AuthorsCastro Carrera, Tamara ; Toral, Pablo G. ; Hervás, Gonzalo ; Frutos, Pilar ; Belenguer, Álvaro
Issue DateJun-2014
PublisherRowett Institute of Nutrition and Health
CitationGut microbiology: from sequence to function 73 (P052) (2014)
AbstractPrevious works in ruminants have reported the existence of microorganisms resident in the abomasum, which could be present at noticeable concentrations despite the low pH and short transit time. These populations may not match bacteria established in the rumen, although there is little information about it. In this study, the terminal restriction fragment length polymorphism (T-RFLP) technique was employed to detect bacteria colonizing the abomasum that are dissimilar from those of the rumen. Eleven lactating ewes were fed a TMR diet (forage:concentrate 40:60) supplemented with lipids for 54 days. Then, animals were slaughtered and rumen and abomasal digesta were sampled for DNA extraction and T-RFLP analysis.
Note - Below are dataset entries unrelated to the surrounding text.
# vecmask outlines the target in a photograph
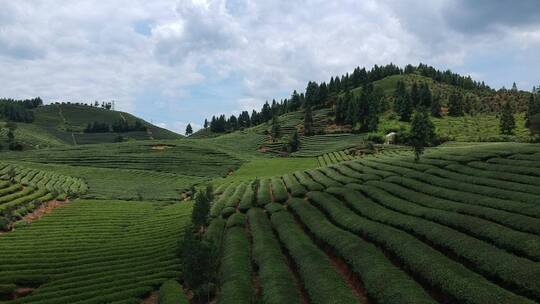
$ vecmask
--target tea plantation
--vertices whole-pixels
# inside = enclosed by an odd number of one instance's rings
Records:
[[[216,188],[219,303],[540,301],[538,145],[375,154],[252,183]]]
[[[190,204],[77,200],[0,236],[9,303],[139,303],[180,275],[178,235]]]

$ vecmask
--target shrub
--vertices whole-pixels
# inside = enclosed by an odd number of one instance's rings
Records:
[[[176,280],[165,281],[159,288],[159,304],[188,304],[182,285]]]
[[[227,220],[227,228],[244,227],[246,225],[246,215],[243,213],[234,213]]]

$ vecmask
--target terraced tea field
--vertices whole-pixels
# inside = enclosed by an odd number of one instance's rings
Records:
[[[182,140],[57,147],[24,154],[4,153],[3,157],[13,161],[189,173],[194,176],[225,175],[241,164],[240,159],[229,153]]]
[[[0,236],[0,302],[139,303],[180,275],[177,242],[190,213],[187,203],[76,200],[59,207]]]
[[[442,146],[223,184],[219,303],[540,301],[540,147]]]
[[[77,178],[0,163],[0,231],[53,199],[82,194],[86,184]]]

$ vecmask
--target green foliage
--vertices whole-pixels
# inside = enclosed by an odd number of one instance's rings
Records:
[[[186,126],[186,136],[190,136],[191,134],[193,134],[193,128],[191,127],[191,124],[188,123]]]
[[[159,288],[159,304],[188,304],[184,289],[176,280],[165,281]]]
[[[245,225],[246,225],[246,215],[243,213],[235,212],[227,220],[227,228],[244,227]]]
[[[300,136],[298,135],[298,131],[295,130],[289,140],[289,152],[296,152],[298,149],[300,149]]]
[[[180,275],[176,240],[190,211],[189,204],[72,201],[2,235],[0,284],[37,287],[15,303],[143,297]]]
[[[267,206],[270,205],[275,204]],[[283,209],[281,205],[277,206]],[[262,287],[262,302],[300,303],[300,292],[266,214],[259,208],[252,208],[248,217],[253,239],[253,260],[258,266]]]
[[[399,115],[399,119],[401,121],[410,121],[413,112],[413,103],[407,92],[405,83],[402,81],[397,82],[394,100],[394,111]]]
[[[311,106],[307,106],[304,112],[304,135],[313,135],[313,114],[311,113]]]
[[[330,259],[310,240],[287,212],[271,217],[272,227],[293,258],[312,303],[357,303]]]
[[[220,267],[218,303],[251,303],[251,261],[248,238],[243,227],[228,228],[223,242],[223,256]]]
[[[536,94],[531,94],[531,96],[529,96],[527,111],[525,113],[525,126],[530,127],[531,119],[540,113],[540,98]]]
[[[310,192],[308,196],[316,198],[316,204],[325,200],[321,192]],[[323,213],[303,200],[292,199],[289,205],[315,237],[329,244],[349,262],[352,270],[362,278],[368,295],[377,303],[434,303],[419,284],[392,265],[373,244],[332,225]],[[342,216],[347,217],[346,214]]]
[[[211,197],[208,197],[209,194],[212,193],[211,189],[208,188],[206,191],[199,191],[195,195],[195,204],[193,205],[193,212],[191,213],[191,222],[197,230],[206,226],[208,223],[208,214],[210,212],[210,202],[212,199]]]
[[[212,243],[186,231],[179,242],[178,253],[182,261],[184,282],[191,290],[212,282],[216,266]]]
[[[429,114],[424,110],[415,112],[411,122],[410,142],[414,148],[416,160],[424,153],[426,146],[429,146],[435,138],[435,126],[429,119]]]
[[[430,112],[431,116],[440,118],[441,114],[441,95],[435,95],[431,100]]]
[[[448,115],[463,116],[463,94],[454,91],[448,99]]]
[[[501,134],[512,135],[516,128],[516,121],[514,119],[514,113],[512,106],[509,102],[506,102],[501,110],[500,129]]]
[[[272,140],[276,141],[281,136],[281,126],[279,125],[277,115],[272,116],[272,128],[270,129]]]

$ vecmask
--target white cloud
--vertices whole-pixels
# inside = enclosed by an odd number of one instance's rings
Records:
[[[478,22],[481,30],[463,31],[449,21],[451,8],[463,5],[450,0],[2,1],[0,65],[7,72],[0,74],[0,96],[115,99],[121,109],[180,130],[185,123],[175,121],[203,121],[218,108],[237,113],[258,107],[303,90],[308,80],[328,80],[357,65],[422,61],[500,81],[502,76],[489,70],[463,65],[488,49],[517,50],[519,60],[534,60],[531,50],[540,44],[536,23],[524,29],[522,21],[507,16],[497,21],[497,31],[486,31],[489,20]],[[469,7],[470,15],[488,18],[481,8]],[[190,107],[180,104],[202,102],[201,91],[212,92],[216,106],[204,100],[204,109],[181,111]],[[144,102],[137,101],[141,96]],[[225,109],[217,106],[224,104]],[[171,109],[180,110],[164,114]]]

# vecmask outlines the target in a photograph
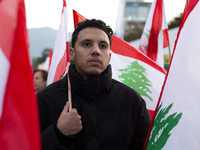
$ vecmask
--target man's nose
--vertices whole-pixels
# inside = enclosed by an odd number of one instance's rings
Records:
[[[100,54],[99,45],[94,45],[92,48],[92,55],[99,55],[99,54]]]

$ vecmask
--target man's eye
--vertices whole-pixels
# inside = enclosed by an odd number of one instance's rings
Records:
[[[90,43],[84,43],[83,46],[87,46],[88,47],[88,46],[91,46],[91,44]]]
[[[100,47],[100,48],[107,48],[107,46],[104,45],[104,44],[99,45],[99,47]]]

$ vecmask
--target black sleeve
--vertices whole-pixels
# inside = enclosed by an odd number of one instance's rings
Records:
[[[56,136],[58,138],[59,144],[63,147],[74,149],[74,138],[76,135],[73,136],[66,136],[57,128],[56,124],[54,124],[54,129],[56,132]]]
[[[71,150],[73,149],[74,137],[63,135],[56,127],[60,111],[56,112],[49,100],[54,101],[54,96],[48,93],[37,94],[40,117],[42,150]],[[63,104],[64,106],[64,104]],[[62,109],[62,107],[61,107]]]
[[[56,125],[51,125],[42,132],[42,150],[72,150],[74,136],[63,135]]]
[[[130,150],[143,150],[144,143],[149,132],[149,127],[151,124],[151,116],[146,109],[146,103],[142,99],[139,106],[139,116],[135,129],[135,133],[130,145]]]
The number of T-RF was similar (P>0.10) in both compartments but, in most sheep, the abomasum showed a few unique fragments with a notable relative frequency (1.2-11.1%) that are compatible with species of the genus Spirochaeta (phylum Spirochaetes; 66bp with MspI), the family Holophagaceae (phylum Acidobacteria; 359bp with HhaI and 199bp with HaeIII) and the order Actinomycetales (phylum Actinobacteria; 133bp with MspI). Although most bacterial DNA in the abomasum comes from rumen microorganisms, the abundance of these unique fragments suggests that the corresponding microbes might potentially inhabit this compartment, which is consistent with the observed abomasal pH (≈3.7) and the ability of certain gut bacteria to tolerate this acidity. Our results would therefore support the hypothesis that particular bacterial populations may considerably colonize the abomasum. Further research however would be necessary to confirm their identification and determine their significance to ruminant nutrition and health.
Description1 página.-- Gut microbiology: from sequence to function (Aberdeen, Reino Unido, 16-19 junio, 2014).